Está terminando um ano bem complicado em relação a tudo o que tem ocorrido, a pandemia, a saúde das pessoas, pessoas que infelizmente estamos perdendo para a pandemia. Sem dúvida, não é um ano para se comemorar nada. É um ano para se repensar, é um ano para se trabalhar. Em relação ao setor também, o setor teve que se reinventar. Esse ano, de repente, em função de tudo isso, a gente observa que as pessoas abriram um pouco mais os olhos para o vinho brasileiro, o que por um lado foi bom. Em função de vários fatores, a questão cambial, a questão do fechamento das fronteiras e a diminuição do descaminho, do contrabando, o vinho nacional acabou tomando um espaço um pouco maior na gôndola e na mesa do brasileiro. Por esse lado, a avaliação é boa, mas a gente sabe que isso tudo foi um ano de se reinventar. A própria Avaliação Nacional de Vinhos, no início havia um temor de não conseguir fazer, depois a gente teve que reinventar e fazer uma versão hibrida, online e foi um sucesso, as pessoas adoraram, tanto é que nos próximos anos vai se manter o formato presencial e online. Um ano que serviu de aprendizado. Todas as pessoas, todos os setores para se manter precisaram se reinventar, e com a ABE não foi diferente. Também precisamos nos adaptar à essa nova situação.
Apesar das dificuldades, aumentou o consumo de vinho e foi considerada a bebida da quarentena.
Fazia muito tempo que o vinho brasileiro precisava ter um espaço maior na mesa do brasileiro. O próprio brasileiro pudesse reconhecer o produto de qualidade, e isso acabou culminando também com uma safra muito boa, que a gente intitulou de "a safra das safras". É um produto com uma qualidade maior, também resultou em um reconhecimento maior por parte do consumidor e, apesar de todo o problema da pandemia, enxergar sempre o lado bom das coisas, sempre com a visão de enxergar a taça meio cheia, não meio vazia e se enxergar o lado bom das coisas.Realmente, foi o ano em que o vinho brasileiro pôde ocupar um espaço um pouco maior na mesa do brasileiro.
Qual a expectativa para esse final de ano, já que o espumante é tradicional no Natal e Réveillon?
A expectativa é boa, apesar dos problemas que a gente tem observado, principalmente no segmento de eventos, que era um canal de consumo muito grande de espumantes. Por outro lado, os hábitos de consumo do espumante também se modificaram. Hoje pode-se dizer que não é mais só aquele espumante do final do ano, das festa de final de ano, mas se consome espumante o ano inteiro.

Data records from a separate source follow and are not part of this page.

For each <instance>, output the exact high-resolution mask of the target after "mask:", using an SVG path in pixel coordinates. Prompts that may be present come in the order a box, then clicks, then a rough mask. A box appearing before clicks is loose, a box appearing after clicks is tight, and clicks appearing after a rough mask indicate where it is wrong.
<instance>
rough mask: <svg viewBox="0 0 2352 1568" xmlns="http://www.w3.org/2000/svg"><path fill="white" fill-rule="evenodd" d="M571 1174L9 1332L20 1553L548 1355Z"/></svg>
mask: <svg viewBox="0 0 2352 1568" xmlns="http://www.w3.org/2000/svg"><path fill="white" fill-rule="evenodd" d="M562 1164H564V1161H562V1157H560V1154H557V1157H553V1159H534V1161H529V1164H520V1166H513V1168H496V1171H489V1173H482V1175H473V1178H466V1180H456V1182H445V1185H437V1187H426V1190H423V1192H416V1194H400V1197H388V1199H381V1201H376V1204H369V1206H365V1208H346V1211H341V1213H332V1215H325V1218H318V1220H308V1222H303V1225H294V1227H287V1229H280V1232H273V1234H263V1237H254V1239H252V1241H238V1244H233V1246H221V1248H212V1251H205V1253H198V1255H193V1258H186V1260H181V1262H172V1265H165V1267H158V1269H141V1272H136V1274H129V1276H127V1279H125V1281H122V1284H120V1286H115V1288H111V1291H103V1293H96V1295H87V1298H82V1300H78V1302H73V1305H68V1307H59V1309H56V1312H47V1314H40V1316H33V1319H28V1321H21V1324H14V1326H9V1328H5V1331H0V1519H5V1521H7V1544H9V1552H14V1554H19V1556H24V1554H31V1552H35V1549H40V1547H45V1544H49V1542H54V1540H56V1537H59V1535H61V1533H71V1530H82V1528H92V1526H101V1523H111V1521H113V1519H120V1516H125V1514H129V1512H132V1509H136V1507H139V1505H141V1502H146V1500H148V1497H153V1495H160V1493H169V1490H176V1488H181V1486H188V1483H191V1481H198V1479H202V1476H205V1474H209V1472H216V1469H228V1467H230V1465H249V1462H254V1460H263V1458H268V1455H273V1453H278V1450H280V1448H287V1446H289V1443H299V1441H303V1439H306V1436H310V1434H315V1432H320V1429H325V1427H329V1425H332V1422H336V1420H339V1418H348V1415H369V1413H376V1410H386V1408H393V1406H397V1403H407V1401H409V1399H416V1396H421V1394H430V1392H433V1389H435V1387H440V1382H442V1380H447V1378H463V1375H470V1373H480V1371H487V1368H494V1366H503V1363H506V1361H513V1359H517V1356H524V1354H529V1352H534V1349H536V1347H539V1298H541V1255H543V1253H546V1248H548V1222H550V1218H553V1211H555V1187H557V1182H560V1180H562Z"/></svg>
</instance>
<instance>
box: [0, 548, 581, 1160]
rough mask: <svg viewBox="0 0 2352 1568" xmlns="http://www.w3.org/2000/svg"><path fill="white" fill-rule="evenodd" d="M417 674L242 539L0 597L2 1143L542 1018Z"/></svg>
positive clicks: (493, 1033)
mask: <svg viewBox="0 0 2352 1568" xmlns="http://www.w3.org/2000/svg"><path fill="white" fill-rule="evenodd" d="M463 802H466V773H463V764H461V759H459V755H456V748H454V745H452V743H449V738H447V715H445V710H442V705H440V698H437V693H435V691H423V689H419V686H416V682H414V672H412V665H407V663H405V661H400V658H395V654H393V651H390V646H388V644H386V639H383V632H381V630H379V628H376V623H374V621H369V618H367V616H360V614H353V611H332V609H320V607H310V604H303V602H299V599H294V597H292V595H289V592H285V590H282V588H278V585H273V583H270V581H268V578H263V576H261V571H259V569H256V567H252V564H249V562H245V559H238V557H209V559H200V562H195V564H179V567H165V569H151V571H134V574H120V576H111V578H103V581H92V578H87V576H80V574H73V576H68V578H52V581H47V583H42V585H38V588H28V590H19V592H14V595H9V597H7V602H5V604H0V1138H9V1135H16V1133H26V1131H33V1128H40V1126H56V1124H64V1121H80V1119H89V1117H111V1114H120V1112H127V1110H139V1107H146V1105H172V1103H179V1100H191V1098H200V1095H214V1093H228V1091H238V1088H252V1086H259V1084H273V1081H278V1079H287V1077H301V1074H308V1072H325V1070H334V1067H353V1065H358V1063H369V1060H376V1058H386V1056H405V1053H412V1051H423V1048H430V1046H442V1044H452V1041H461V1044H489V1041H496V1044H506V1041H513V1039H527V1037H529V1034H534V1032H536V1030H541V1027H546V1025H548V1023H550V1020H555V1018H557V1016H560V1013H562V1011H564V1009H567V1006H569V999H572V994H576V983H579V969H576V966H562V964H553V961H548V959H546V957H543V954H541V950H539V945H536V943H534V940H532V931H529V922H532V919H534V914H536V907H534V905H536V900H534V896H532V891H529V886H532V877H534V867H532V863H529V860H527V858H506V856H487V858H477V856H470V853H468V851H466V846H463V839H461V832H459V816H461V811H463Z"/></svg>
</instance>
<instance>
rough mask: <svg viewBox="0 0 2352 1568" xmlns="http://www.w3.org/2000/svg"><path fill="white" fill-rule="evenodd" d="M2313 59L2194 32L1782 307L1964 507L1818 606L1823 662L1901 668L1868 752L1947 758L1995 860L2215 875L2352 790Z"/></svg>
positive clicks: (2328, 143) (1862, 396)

Tivemos uma safra excelente neste ano. O que esperar da próxima safra?
A expectativa é sempre boa, mas a gente depende das condições climáticas. A gente teve um período de estiagem bastante grande, na última semana amenizou um pouco. No geral, a formação da uva foi prejudicada muito pouco. A videira é uma planta que não tem necessidade tão grande em relação à questão hídrica, é uma planta que se adapta bem a climas secos. É um pouco cedo para falar sobre a próxima safra ainda, mas a gente tem boas expectativas. A gente tem agora mais dois meses pela frente que são fundamentais para a formação do fruto, para o início da maturação, da troca de cor das uvas tintas, e a gente depende das projeções e condições climáticas. O ideal é um clima relativamente seco com chuvas muito sazonais, a cada 10, 15 dias. No restante, clima seco e muito sol. É o que a uva precisa agora para maturar. E precisamos de noites frescas e dias quentes. Quanto maior a diferença de temperatura entre dia e noite, melhor a qualidade da uva.